One reason this was such a great show is that they actually had a 6:45 set that let kids in free because one of the guys is a kindergarten teacher and he wanted his class to come. So C and I loaded our kids up, even tho B had been pukin' a lot today, and headed downtown. What a cool experience to see so many young, happenin' parents with their kids, all enjoying good original alt-country music. And what an obvious, under-exploited idea: early music shows for the young parents who want to stay engaged with the scene but don't want to have to pay for a baby sitter. It was as much fun for the chilluns, anyway.

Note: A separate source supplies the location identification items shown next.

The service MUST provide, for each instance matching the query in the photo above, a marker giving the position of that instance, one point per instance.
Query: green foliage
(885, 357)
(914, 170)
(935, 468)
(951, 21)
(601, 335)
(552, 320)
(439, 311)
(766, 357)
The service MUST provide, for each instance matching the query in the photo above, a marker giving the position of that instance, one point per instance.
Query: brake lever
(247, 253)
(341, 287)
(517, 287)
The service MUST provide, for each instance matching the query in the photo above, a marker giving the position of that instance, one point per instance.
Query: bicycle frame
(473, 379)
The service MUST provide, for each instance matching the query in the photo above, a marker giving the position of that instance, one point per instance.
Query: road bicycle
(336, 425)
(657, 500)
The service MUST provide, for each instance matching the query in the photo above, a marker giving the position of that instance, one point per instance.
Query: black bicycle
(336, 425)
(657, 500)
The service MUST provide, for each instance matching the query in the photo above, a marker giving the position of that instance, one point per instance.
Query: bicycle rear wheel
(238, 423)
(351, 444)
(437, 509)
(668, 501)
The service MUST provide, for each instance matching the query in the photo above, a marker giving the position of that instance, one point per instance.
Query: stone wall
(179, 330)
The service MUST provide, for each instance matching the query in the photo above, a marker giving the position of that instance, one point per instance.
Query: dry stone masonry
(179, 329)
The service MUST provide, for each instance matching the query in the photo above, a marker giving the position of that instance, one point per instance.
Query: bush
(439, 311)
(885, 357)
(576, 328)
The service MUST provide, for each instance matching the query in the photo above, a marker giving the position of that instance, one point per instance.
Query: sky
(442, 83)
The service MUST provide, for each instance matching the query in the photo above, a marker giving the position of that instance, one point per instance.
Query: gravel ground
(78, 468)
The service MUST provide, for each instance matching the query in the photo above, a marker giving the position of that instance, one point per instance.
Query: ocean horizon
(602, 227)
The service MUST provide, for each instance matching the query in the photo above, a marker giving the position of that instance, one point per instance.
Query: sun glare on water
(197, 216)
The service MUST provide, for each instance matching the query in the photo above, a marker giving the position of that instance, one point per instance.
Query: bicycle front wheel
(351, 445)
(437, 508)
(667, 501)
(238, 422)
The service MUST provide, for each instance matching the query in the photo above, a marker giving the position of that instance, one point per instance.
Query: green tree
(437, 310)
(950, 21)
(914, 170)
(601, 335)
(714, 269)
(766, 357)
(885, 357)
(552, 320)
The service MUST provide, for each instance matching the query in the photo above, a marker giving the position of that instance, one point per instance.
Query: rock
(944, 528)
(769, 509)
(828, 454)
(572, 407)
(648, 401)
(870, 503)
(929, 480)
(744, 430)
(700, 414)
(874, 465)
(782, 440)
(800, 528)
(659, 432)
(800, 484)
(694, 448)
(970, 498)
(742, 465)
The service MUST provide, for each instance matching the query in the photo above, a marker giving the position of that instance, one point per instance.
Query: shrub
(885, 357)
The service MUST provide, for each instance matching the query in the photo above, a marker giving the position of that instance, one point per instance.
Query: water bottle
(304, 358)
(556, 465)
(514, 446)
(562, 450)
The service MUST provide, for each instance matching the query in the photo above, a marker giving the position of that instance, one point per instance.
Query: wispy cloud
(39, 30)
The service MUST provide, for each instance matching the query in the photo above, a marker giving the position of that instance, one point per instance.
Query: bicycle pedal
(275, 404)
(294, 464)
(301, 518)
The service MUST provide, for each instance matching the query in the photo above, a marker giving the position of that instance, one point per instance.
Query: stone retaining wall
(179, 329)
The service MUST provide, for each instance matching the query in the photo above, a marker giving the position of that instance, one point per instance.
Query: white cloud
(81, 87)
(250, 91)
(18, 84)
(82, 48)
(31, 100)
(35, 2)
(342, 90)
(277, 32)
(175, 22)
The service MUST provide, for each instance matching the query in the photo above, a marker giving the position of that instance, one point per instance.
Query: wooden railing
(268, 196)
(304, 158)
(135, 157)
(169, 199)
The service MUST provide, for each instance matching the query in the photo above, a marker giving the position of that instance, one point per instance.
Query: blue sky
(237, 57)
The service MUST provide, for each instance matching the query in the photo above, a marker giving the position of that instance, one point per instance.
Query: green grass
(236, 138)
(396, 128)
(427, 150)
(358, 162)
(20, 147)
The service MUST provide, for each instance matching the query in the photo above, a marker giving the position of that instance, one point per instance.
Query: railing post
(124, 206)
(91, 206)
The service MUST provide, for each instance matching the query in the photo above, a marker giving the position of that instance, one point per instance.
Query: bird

Most of the show was electrified, but for the last song they unplugged and stepped into the crowd--probably the highlight of the show for me, the way music was supposed to be heard. Why'd Dylan have to go electric, anyway? He ruined everything, the traitor.

Thursday, February 02, 2006

Beatles update

Let me summarize the first 450 pages of the new Beatles biography:

John Lennon was a real poo-poo head.

There is more to it than that, and it's a fun read, but I'm surprised that I'm surprised at what a complete tool he can be, over and over. First, he hates women, hiding from his young wife and son as much as possible; however, he hates them only a little less than he hates himself, I think. All the drinking and the anger and what-not--I don't think he sounds like a very happy fellow.

A big part of me thinks that he only got to be in the band because he was a couple of years older than Paul and George and they looked up to him. They were kids and he was this older, cool, tough guy who gave them the time of day. He needed them because they actually knew how to play their instruments.

Sure, he's a genius blah blah blah, and he had a good wit, but, well, we'll see. I'll finish the book before I draw any more conclusions. Maybe a more sympathetic portrait will come out.

Participation points

I am debating whether I should go on some kind of silent strike at my next class over at IPFW.  I’m in this pretty good writing class right now devoted to creative non-fiction, and, so far, I just won’t shut up in it.  Maybe it’s because during my day job I try not to talk too much, thinking it’s a sign of lazy teacher planning.  During this class, then, when the role is reversed and I’m actually expected to contribute, I feel rather liberated.

But I think I’m going overboard.  I don’t know how I know this, and I don’t think the other students hate me too much—most of them laugh (with me, I think), but still, I’m thinking about a strike, or at least making sure that I say something nice about a fellow student’s paper before I start saying what’s wrong with it.  That would be a good start.

Wednesday, February 01, 2006

Monkeysquirrel Revokes Support of Mike Davis

I am just realizing, fifteen minutes before we play Northwestern, that the Mike Davis era of IU basketball has almost sapped my last bit of enthusiasm for the game. Used to be that a game was a big deal for me, I'd look forward to it for a couple of days, plan my evening around it, and enjoy watching a team win or lose playing its own style of basketball, a definable style, and one that I could feel proud of.

Now, even when they're winning, I'm usually bored. Our offense is so boring to watch, and out defense is not even really defense, and I dunno. I'm tired of it all.

Oh, I'm still going to watch tonight, don't get me wrong. I'm just saying that if Mike Davis's tenure at IU comes down to a vote and it's close and there is some wacky tie breaker where they have to call me at home and ask me whether he stays or goes, I might say "goes."